Le premier souvenir qui remonte à ma mémoire n’est pas celui des émeutes, des blessés qui gisaient par dizaines à même la cour de l’hôpital de Tizi Ouzou le 20 avril 1980, après l’assaut des forces de l’ordre, mais celui de l’explosion d’espoir des jours qui ont précédé cet assaut. Le foisonnement d’activités dans lesquelles chacun s’impliquait avec une générosité extraordinaire, étudiante ou étudiant, enseignant, ouvrier, femme de ménage, personnel de l’administration…, la formidable sensation de maîtriser son destin. La chape de plomb du parti unique qui sautait, la farouche volonté de vivre au grand jour son identité amazighe jusque-là interdite dans son propre pays. En un mot, le souvenir d’un Printemps berbère qui ne porte pas en son sein les germes d’un hiver. Un printemps qui dure.

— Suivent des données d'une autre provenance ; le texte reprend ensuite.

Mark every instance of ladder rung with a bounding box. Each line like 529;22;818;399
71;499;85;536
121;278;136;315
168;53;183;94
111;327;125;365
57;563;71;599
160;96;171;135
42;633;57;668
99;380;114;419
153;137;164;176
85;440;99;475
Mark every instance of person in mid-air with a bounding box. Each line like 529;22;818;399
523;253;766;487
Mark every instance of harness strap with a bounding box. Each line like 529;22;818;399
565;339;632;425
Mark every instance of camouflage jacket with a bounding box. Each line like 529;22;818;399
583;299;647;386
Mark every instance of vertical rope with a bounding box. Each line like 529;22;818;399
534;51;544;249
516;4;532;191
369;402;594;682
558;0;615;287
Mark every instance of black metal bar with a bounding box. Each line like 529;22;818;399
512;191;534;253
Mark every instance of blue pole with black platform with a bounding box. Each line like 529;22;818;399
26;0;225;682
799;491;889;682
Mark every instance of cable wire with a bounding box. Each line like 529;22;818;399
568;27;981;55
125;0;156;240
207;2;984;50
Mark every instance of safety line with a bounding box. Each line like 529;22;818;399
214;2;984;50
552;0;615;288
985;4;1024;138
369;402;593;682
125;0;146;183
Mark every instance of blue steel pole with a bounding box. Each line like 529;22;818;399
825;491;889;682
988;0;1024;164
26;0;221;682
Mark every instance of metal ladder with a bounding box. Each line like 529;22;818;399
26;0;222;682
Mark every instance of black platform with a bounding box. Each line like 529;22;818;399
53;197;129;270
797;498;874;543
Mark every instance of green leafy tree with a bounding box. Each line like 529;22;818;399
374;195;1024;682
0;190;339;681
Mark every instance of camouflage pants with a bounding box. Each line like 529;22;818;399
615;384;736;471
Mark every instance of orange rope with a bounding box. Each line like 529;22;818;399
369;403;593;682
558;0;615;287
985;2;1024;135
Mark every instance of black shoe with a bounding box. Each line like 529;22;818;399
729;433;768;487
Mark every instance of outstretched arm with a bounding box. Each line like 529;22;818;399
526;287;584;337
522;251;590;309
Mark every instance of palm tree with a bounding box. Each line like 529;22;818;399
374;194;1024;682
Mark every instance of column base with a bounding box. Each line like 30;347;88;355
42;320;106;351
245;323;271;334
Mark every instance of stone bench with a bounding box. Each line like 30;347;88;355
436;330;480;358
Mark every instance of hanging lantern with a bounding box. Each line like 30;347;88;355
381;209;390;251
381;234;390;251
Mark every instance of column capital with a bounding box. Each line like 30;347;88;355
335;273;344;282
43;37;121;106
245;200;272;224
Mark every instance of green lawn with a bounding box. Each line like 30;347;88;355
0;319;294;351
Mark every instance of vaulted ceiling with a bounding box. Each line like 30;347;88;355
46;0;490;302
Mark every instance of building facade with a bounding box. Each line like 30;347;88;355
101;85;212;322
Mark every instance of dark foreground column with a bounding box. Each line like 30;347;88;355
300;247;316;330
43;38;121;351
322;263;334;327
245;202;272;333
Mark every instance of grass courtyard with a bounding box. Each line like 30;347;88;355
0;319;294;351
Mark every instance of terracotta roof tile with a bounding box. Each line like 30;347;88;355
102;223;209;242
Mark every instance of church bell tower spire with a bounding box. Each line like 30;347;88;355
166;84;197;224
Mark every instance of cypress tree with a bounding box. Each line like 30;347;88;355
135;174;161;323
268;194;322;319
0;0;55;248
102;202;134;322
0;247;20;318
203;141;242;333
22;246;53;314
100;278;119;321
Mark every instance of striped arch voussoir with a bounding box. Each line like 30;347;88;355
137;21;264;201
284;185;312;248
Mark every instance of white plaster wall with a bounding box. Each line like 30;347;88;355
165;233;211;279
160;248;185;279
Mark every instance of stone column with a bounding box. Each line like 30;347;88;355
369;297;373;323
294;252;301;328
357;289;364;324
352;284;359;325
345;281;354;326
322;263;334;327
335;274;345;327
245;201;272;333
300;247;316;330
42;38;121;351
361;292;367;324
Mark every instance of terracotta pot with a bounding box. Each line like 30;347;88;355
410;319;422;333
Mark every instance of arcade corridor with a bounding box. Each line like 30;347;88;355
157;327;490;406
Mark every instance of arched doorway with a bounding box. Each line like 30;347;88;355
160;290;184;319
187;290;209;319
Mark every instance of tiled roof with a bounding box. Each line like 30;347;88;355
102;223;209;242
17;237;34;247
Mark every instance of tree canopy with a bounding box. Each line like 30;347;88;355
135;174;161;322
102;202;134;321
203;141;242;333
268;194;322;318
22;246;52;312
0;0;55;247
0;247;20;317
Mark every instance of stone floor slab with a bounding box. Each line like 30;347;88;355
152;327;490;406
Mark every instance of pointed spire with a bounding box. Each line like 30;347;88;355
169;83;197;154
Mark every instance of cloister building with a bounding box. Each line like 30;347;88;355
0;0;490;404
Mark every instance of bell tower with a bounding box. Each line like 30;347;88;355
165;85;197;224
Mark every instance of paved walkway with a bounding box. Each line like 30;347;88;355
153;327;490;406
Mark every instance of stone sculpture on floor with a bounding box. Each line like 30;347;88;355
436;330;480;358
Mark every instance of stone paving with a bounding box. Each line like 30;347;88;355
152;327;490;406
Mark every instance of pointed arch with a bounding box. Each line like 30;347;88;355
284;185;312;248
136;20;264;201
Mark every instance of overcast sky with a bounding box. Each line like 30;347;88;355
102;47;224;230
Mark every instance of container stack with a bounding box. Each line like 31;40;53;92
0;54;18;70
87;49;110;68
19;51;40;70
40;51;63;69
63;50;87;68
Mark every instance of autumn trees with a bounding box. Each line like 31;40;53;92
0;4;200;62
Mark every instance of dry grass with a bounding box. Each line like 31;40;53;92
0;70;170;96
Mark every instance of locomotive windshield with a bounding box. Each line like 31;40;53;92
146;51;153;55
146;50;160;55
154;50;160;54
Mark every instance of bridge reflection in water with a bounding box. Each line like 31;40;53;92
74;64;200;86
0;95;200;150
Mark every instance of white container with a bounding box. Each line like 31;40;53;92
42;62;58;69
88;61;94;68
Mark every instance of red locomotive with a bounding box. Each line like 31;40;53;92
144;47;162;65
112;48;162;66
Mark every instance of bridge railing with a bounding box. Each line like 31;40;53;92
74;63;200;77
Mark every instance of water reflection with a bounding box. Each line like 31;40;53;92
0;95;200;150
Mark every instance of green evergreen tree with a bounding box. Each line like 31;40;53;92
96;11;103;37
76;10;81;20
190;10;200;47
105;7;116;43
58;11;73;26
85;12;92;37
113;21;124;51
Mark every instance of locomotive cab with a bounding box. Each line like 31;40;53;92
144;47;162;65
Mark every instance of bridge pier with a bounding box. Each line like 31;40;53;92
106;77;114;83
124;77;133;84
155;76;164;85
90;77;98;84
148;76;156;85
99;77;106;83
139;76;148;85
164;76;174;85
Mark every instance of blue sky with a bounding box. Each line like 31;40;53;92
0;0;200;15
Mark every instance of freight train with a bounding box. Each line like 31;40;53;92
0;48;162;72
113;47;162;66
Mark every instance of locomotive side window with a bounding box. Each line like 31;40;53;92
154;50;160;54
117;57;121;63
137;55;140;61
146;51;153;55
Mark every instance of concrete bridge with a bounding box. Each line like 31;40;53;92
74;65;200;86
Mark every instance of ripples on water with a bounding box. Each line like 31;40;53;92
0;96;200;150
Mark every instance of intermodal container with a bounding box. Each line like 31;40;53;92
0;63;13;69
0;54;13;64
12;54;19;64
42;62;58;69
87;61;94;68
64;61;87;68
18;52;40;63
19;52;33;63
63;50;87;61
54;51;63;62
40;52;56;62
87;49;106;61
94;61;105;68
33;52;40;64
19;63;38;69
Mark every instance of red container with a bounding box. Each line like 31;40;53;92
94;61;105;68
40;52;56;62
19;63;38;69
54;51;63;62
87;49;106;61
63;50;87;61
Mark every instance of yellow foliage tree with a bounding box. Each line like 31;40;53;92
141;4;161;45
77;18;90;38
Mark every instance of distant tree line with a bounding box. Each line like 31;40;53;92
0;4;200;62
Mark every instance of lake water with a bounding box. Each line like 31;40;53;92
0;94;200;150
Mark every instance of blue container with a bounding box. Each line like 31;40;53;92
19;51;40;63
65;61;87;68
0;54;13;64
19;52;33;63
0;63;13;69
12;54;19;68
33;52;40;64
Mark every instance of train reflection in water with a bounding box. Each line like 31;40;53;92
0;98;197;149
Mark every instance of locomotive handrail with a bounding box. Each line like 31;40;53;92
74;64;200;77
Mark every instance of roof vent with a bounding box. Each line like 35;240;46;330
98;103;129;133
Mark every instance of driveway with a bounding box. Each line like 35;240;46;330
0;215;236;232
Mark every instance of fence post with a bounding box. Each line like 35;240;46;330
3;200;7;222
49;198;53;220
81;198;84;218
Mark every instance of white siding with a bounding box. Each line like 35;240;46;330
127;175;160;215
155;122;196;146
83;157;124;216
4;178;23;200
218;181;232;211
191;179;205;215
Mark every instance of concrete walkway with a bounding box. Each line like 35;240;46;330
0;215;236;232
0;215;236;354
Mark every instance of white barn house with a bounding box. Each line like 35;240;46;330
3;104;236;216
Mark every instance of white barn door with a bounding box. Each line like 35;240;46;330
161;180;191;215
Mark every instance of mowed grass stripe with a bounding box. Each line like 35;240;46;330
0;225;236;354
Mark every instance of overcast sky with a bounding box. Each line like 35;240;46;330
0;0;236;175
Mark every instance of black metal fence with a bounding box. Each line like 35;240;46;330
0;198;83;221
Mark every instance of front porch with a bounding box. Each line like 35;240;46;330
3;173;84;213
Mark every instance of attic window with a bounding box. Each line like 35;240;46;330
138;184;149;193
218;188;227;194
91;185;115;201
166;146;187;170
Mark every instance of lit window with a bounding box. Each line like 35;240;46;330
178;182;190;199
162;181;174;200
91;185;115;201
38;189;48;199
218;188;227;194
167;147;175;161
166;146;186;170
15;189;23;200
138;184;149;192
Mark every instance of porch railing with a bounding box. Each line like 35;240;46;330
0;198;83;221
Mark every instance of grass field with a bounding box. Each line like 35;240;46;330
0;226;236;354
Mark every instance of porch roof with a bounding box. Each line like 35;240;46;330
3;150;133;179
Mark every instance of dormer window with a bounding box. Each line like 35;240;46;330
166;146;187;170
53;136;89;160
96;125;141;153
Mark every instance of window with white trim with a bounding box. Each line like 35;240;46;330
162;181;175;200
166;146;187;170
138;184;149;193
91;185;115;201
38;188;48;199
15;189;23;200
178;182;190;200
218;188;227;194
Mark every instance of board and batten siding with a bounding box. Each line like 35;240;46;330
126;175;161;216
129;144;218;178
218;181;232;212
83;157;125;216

- La génération de 1980 est fatiguée, comme disait le défunt Matoub, et pire, elle est dispersée et divisée. Que pensez-vous de cette situation qui complique l’aboutissement du combat identitaire amazigh ?
Cette génération n’a jamais été homogène politiquement. C’est peut-être cela qui a fait l’intérêt de ce mouvement. En 1980 déjà, il y avait beaucoup de tension, disons, pour aller vite, entre «pagsistes» et «berbéristes». Mais il y avait aussi les militants du PRS, du FUAA. Pour beaucoup, les berbéristes étaient regroupés sous le sigle FFS. Ces tensions ont failli faire éclater le séminaire de Yakouren, en août 1980. Puis au lendemain de 1980, les «berbéristes» ont repris leur autonomie d’action par rapport au FFS. Forte d’un soutien qui s’est rapidement propagé à l’ensemble de la population kabyle, la revendication amazighe, formulée avec beaucoup d’ouverture d’esprit, a fédéré ces différentes familles politiques. Une partie de l’élite politique, des personnalités de premier plan, à l’instar de Kateb Yacine, ont apporté un soutien total et sans équivoque au mouvement de 1980.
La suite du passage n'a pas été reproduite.